Salió Ritalín de casa directo a meterse en su aventura. Recorrió caminos de la vega norte, cruzándose con algún labrador, extrañado. Entró en una huerta para ver las enredaderas en las que crecían judías. Saliéronle a recibir dos perros guardianes que le dieron un buen susto, pero retrocedieron al percibir que era inofensivo. Llegó a las dunas junto al mar donde por aquellos días se recolectaban los tomates. Siguiendo por la playa arribó a la desmbocadura del río. Ascendió contracorriente por la alameda que bordeaba la ribera, paseo preferido, según su padre, del otro abuelo, el que no conoció. Arribó al puente y cruzó a la otra orilla. reconoció las carreteras por las que circulaba montando en el carro de su tío; incluso lo había conducido por allí, cuando le dejaban que manejara las riendas; no pensaba que el borrico era tan listo como para conocerse la ruta al dedillo y seguir su camino sin necesidad de atender indicaciones. Atravesó Ritalín campos de naranjos y otros de hortalizas. llegó hasta las marismas de los confines del término en las que las espigas de arroz perdían su verdor para amarillear camino de la siega, marcando el avance del verano. Desde allí, Ritalín decidió volver hacia el río, que vertebraba a la villa y facilitaba su orientación. Hasta que tropezó con el azud, la represa que dirigía el reparto de aguas hacia las acequias, responsables de la riqueza agrícola. Le resultó interesante la distribución del líquido hacia unos pequeños cauces, distintos al del río. Podía diferenciar lo construido porla naturaleza y lo otro, similar a lo que fabricaban los albañíles de las obras. Se paró a contemplar cómo el agua salía y se distribuía a través de los distintos canales. Las acequias eran geométricas, artificiales. ¿Habría construido alguien también el río? Se preguntaba Ritalín. ¿Para qué querrían desviar las aguas? Aquello no llegaba a entenderlo aún, no le habían explicado todavía en el colegio que el regadío convirtió las vegas en vergeles.

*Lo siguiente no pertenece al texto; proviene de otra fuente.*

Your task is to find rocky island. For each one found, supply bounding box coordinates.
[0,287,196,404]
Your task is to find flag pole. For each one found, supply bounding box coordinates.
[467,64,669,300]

En casa había pasado la hora de la siesta. Ritalín no estaba en ningún sitio. Le buscaron por el barrio. Su madre salió a la calle y le llamó, gritando su nombre, tal como era la costumbre de todas las madres de pueblo cuando requerían a sus vástagos, invariablemente a la hora de las comidas. No contestó. No se le veía por ninguna parte. Se empezaron a preocupar. Había desaparecido, estaba claro. Se habría escapado y se habría perdido. No era posible más temible para aquellos tiempos. Se organizaron batidas. Sus padres, sus tíos, sus primos mayores e incluso varias vecinas ociosas se organizaron para recorrer el pueblo y sus afueras en búsqueda de Ritalín.

Absorto en la contemplación de las maravillas de la técnica hidráulica le descubrió Manolita, la más cotilla del barrio y cabecilla de una de las partidas de búsqueda. ¡Ritalín! ¿qué haces ahí? Le gritó. Para, seguidamente avisar a todos de que le había encontrado. ¿Le había encontrado? ¡si él no se había perdido!, pensó Ritalín. Se le había hecho tarde porque los largos días de principios de julio despistan, pero pensaba en volver a casa cuando le descubrieron.

La imaginación del populacho propagó el bulo de que Ritalín, no sólo se había perdido, sino que le habían encontrado a punto de ahogarse. ¡El!, que siempre supo nadar; que no tenía noción de haber aprendido, igual que de andar; le enseñó su padre en la playa cuando era bebé. Aquello le molestó mucho, más que la bronca que le echaron sus progenitores una vez calmados. Incluso más que el tremendo zapatillazo que su madre estampó en sus posaderas cuando, chulescamente, alardeó de que no se había perdido, de que sólo había salido a dar un paseo.


¡Aquel tremendo zapatillazo de 1960 sería en 2021, la dosis diaria de RITALÍN!